Yousaf Masih acquired the 10.6-acre parcel on lease from the Pakistani government in 1989. His family invested hard work and a lot of money in cultivating the farmland. Muslim landlords became jealous and started various threats to drive the Christians away and seize their land. The lease amount has increased significantly in the recent years and the family could no longer afford to keep up with the payments. Government officials ordered them to pay 3.5 million rupees  – the equivalent of US$13,000 – to retain the land; 2.1 million rupees – US$7,300 – upfront and the remaining amount in instalments. 

The Muslim landlords convinced the local commissioner to put the Christian family’s land in an auction. The family filed an injunction order against the proposed auction with the Lahore High Court, and got approved. 

According to Yousaf: “It was not easy to gather such a big amount on such short notice, yet we sold all our valuable possessions to pay the lease amount within the given deadline. Despite the court’s order, the assistant commissioner leased the land in the name of Atif Ali, the son of Babar Ali. We came to know of this shadowy auction a week later when police and revenue department officials arrived on the site and destroyed the fodder that we had cultivated for our cattle. We pleaded with them to stop and even showed them the court’s order, but they refused to listen to us. During this time, we were continuously harassed and threatened by police officials and henchmen of the landlords to vacate the land.”

Following the constant threats, the Christian family called the police helpline, however, the police invaded their home instead of going after the perpetrators. They damaged several household items and detained Yousaf’s daughter for hours. 

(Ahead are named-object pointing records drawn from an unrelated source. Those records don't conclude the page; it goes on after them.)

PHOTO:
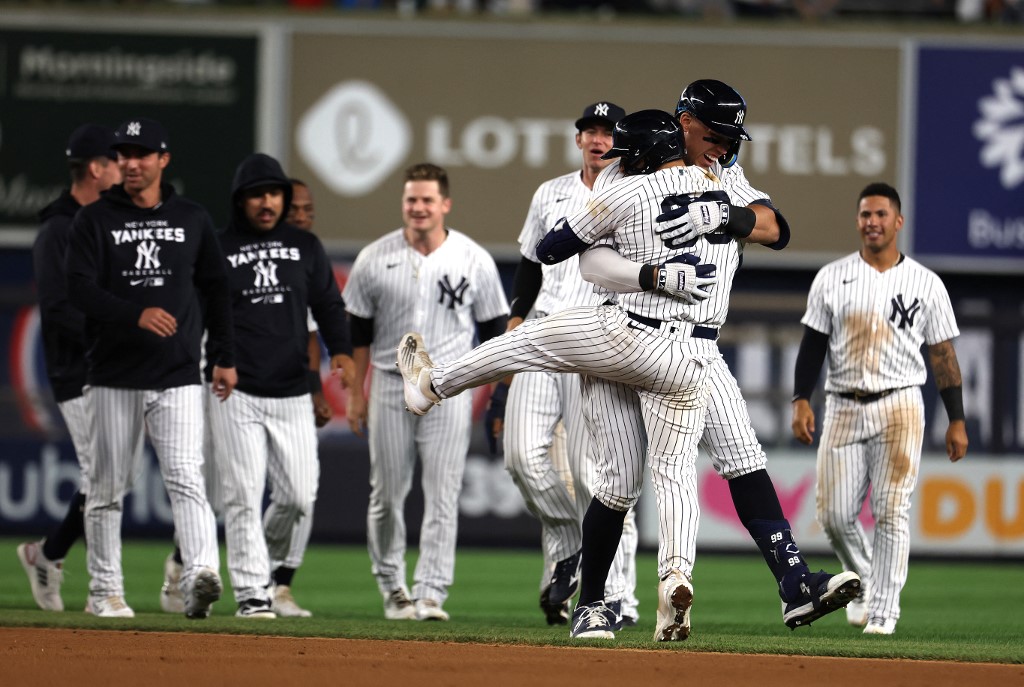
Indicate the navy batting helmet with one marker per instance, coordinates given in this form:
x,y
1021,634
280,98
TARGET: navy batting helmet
x,y
721,109
645,140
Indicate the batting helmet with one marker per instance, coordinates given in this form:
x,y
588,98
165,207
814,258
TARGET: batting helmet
x,y
721,109
645,140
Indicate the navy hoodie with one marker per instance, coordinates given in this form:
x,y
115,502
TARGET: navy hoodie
x,y
123,259
62,325
274,277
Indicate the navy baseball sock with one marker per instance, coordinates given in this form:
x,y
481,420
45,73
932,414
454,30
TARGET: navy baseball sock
x,y
283,576
70,529
602,527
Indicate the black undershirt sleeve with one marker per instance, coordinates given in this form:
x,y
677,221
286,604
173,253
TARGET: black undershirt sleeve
x,y
813,348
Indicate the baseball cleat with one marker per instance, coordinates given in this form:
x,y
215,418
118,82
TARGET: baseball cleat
x,y
820,594
593,620
255,608
675,596
415,366
285,605
555,613
171,598
564,581
429,609
111,606
206,589
879,626
44,575
397,606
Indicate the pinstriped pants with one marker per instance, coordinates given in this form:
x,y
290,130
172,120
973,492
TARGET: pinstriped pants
x,y
879,445
256,437
173,419
440,440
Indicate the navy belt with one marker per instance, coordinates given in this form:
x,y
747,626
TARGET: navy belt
x,y
697,333
862,397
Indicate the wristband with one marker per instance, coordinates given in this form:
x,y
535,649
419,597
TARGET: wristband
x,y
952,398
315,385
650,277
737,221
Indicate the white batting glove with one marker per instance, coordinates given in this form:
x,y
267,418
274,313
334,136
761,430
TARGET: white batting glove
x,y
685,278
684,220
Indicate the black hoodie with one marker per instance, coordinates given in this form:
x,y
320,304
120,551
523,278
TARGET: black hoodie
x,y
62,325
124,259
274,277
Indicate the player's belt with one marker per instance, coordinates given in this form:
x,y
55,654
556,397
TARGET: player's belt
x,y
697,333
862,397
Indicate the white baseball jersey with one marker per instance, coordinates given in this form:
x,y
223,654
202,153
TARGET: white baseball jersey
x,y
539,400
442,295
877,321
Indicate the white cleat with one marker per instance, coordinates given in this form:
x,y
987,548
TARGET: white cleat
x,y
397,606
428,609
111,606
675,596
285,605
44,575
171,598
415,366
880,626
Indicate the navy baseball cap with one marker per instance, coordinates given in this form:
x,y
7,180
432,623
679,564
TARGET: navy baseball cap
x,y
146,133
605,112
91,140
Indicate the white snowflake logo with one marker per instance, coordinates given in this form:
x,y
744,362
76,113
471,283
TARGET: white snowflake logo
x,y
1001,128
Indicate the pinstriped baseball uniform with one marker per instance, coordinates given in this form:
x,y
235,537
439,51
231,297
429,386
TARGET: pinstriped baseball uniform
x,y
665,363
442,295
877,324
728,436
538,400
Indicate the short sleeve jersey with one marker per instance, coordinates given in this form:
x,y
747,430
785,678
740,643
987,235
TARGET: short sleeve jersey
x,y
877,323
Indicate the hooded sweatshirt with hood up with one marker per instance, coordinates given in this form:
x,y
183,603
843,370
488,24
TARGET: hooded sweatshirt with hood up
x,y
275,276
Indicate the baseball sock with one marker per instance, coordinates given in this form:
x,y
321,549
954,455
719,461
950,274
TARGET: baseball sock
x,y
757,505
283,576
602,527
70,529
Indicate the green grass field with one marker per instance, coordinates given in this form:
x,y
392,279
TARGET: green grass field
x,y
951,610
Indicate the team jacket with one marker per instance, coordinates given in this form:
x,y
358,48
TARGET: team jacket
x,y
274,276
123,259
62,325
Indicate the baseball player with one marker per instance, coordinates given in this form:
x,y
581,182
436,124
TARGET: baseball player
x,y
538,401
275,273
650,341
434,278
708,112
93,169
138,261
300,214
869,313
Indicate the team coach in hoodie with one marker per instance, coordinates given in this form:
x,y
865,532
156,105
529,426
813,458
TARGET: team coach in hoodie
x,y
139,260
275,272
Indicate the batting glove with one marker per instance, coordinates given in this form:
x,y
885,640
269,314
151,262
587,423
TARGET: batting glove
x,y
684,220
494,420
686,278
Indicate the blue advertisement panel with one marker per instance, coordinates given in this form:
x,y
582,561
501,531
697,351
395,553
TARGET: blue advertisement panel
x,y
969,171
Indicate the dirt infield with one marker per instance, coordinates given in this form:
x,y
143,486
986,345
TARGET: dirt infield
x,y
98,658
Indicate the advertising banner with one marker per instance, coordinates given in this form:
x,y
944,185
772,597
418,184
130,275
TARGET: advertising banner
x,y
498,114
969,161
202,88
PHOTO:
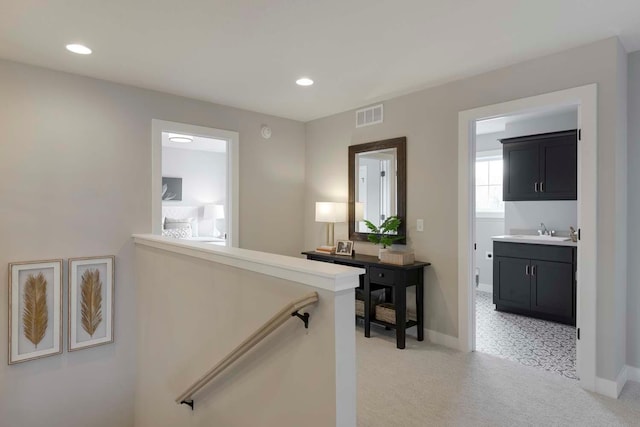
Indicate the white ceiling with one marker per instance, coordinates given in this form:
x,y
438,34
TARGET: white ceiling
x,y
248,53
198,144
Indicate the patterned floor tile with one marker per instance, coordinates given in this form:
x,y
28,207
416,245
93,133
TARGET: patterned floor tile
x,y
531,342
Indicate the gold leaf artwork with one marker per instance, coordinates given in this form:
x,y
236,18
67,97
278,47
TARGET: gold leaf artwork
x,y
91,305
35,316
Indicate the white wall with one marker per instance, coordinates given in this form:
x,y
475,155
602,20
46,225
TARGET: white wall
x,y
485,229
75,170
557,215
429,120
633,291
193,312
553,122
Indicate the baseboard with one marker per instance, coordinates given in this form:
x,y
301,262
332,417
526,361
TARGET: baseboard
x,y
485,287
633,373
441,339
611,388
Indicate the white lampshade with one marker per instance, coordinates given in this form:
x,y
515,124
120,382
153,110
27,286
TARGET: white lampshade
x,y
359,211
331,212
219,211
209,212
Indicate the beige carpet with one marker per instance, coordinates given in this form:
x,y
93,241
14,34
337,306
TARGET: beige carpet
x,y
429,385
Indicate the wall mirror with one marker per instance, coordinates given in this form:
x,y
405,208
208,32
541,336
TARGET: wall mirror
x,y
377,185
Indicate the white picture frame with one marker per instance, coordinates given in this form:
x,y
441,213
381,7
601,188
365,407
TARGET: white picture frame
x,y
91,307
35,310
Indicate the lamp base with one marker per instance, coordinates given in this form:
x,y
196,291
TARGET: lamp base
x,y
330,229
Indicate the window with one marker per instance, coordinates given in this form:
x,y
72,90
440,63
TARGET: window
x,y
489,185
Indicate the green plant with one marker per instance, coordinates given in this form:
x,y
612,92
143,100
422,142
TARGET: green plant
x,y
382,235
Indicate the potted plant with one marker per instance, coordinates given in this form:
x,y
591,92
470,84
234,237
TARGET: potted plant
x,y
382,235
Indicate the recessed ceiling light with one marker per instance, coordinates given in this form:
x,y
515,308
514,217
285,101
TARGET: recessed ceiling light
x,y
79,49
304,81
181,139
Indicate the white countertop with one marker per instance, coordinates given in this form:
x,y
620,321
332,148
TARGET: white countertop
x,y
535,240
323,275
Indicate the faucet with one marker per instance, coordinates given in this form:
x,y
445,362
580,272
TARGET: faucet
x,y
544,231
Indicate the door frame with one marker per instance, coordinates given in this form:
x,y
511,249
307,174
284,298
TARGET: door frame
x,y
233,163
585,98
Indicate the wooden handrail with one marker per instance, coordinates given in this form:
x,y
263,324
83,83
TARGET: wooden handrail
x,y
271,325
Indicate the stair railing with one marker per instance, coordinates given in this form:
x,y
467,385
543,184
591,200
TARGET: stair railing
x,y
290,310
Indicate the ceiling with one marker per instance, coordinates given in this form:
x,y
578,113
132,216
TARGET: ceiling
x,y
248,53
199,143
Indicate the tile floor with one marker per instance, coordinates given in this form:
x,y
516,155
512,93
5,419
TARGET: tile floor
x,y
532,342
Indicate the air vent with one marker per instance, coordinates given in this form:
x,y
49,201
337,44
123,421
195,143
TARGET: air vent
x,y
369,116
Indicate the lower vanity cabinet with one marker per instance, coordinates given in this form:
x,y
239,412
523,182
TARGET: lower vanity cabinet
x,y
535,280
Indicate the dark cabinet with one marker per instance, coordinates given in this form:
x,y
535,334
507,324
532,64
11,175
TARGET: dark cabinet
x,y
541,167
535,280
552,288
514,283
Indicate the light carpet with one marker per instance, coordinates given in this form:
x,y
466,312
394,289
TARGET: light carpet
x,y
430,385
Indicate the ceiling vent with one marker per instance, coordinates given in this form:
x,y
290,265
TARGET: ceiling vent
x,y
369,116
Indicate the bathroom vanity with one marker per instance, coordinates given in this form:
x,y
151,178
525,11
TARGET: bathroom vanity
x,y
535,276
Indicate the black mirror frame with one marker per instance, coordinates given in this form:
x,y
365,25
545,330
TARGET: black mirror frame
x,y
400,144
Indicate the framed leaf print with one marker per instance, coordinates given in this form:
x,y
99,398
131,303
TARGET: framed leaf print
x,y
91,308
35,310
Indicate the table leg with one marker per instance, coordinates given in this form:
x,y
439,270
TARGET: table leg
x,y
420,305
401,314
367,306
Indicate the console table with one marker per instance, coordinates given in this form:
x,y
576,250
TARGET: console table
x,y
394,279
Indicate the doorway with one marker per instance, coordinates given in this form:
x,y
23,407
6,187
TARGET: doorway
x,y
535,328
584,99
195,183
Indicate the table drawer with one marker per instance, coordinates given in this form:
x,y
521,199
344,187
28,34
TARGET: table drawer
x,y
382,276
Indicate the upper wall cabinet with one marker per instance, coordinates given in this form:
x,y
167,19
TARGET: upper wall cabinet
x,y
541,167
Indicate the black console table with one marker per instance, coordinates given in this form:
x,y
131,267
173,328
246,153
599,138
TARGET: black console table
x,y
394,279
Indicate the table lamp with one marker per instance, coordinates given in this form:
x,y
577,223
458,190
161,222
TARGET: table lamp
x,y
331,212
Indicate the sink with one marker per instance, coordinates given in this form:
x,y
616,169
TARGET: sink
x,y
541,238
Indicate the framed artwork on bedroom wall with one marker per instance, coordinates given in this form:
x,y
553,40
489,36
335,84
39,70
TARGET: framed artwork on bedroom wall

Yousaf stated: “We have no experience of legal matters, as we only focused on our agricultural work and never got involved in fights with others. But in the last few months, we have realized that we are not equals in the eyes of the law.”

He was working on his fields in mid-April when armed Muslims attacked and started beating him. Yousaf recalled the incident: “Seeing the commotion, my two brothers and both sisters ran towards me to save me from the attack, but the attackers targeted them as well, resulting in several bone fractures and other injuries to all of us. However, when we went to the town for medical treatment, the Muslims returned to the fields, harvested our wheat crop and stole the entire produce. When we reached the police station and told them what had happened in our absence, the officer on duty refused to register our complaint and said that our plight will end only when we surrender to the demand of the Muslim landowners. It seems that the entire system is working against us. After much efforts and pleading, we finally got our medical reports, but the police delayed the registration of an FIR [First Information Report] for 10 days. Our FIR was registered on April 25, but the police made no effort to arrest the accused persons. We desperately need help and support from our Christian leadership, as there’s no one else we can turn to in this very difficult time.”